(Bloomberg) -- Marc Faber, the investor who recommended buying U.S. stocks before the steepest rally in more than 70 years, said the Standard & Poor’s 500 Index may drop as much as 10 percent before resuming gains.The index may decline to about 750 and rebound after July, Faber, 63, said in a Bloomberg Television interview in Singapore. Global stock markets are unlikely to fall below their October and November lows, he said.
“We need some kind of correction, maybe around 5 to 10 percent, and after that we can maybe rally more into July,” said Faber, the publisher of the Gloom, Boom & Doom report. “The economic news, while it won’t be good, the rate of getting worse will slow down.”
The S&P has rallied 25 percent from a 12-year low since March 9, when Faber advised investors to buy U.S. stocks, saying government actions will boost shares. Asian equities are among the best bets for global investors because they are attractively valued and will benefit the most from a global economic rebound.Faber told investors to abandon U.S. stocks a week before 1987’s so-called Black Monday crash and said in August 2007 that U.S. shares were entering a bear market. The S&P 500 peaked two months later before retreating as much as 57 percent.
Commodities, Banks
Faber said he bought some commodity producers in November and is now less “interested” in these companies after some stocks more than doubled. He is also buying some bank stocks and predicted that Citigroup Inc. shares could “easily rebound” to around $5 from $2.72 currently.“The rebound potential for some of these banks and financial institutions is quite high,” Faber said.
In Asia, stocks offer “much better value” than U.S. shares, and investors should seize the opportunity to buy the region’s equities on “every setback,” the investor said. Japanese stocks also “look interesting,” he added.“If you buy Asian equities in the next three months, over the next five to 10 years, for sure you will make money,” Faber said. “Asian exporting countries will benefit the most from an expansion when it happens.”
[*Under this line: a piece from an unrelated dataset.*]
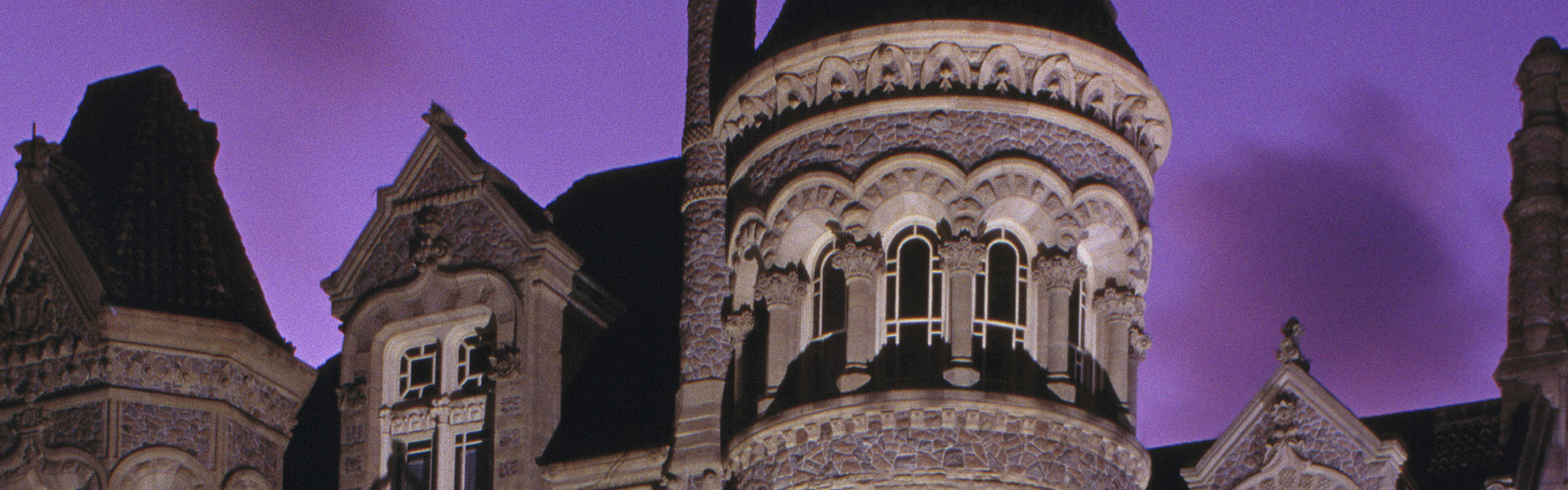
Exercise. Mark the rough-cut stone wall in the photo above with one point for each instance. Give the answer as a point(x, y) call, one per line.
point(146, 425)
point(966, 137)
Faber is less favorable on bonds, saying they are entering a “long-term bear market” that can last for the next 15 years to 20 years.
Investors should also diversify into the currencies of Canada, Australia and Singapore because in the U.S. dollar “may weaken somewhat,” he added. The dollar has strengthened against all of the so-called Group of 10 currencies except the yen in the last 12 months, according to data tracked by Bloomberg.Faber still advises investors to buy gold even though the precious metal is going to be “dead money” in the next three to six months. He plans to buy more gold if prices drop to between $750 and $800 an ounce, he added. Prices retreated yesterday to $872.8, the lowest in more than two months.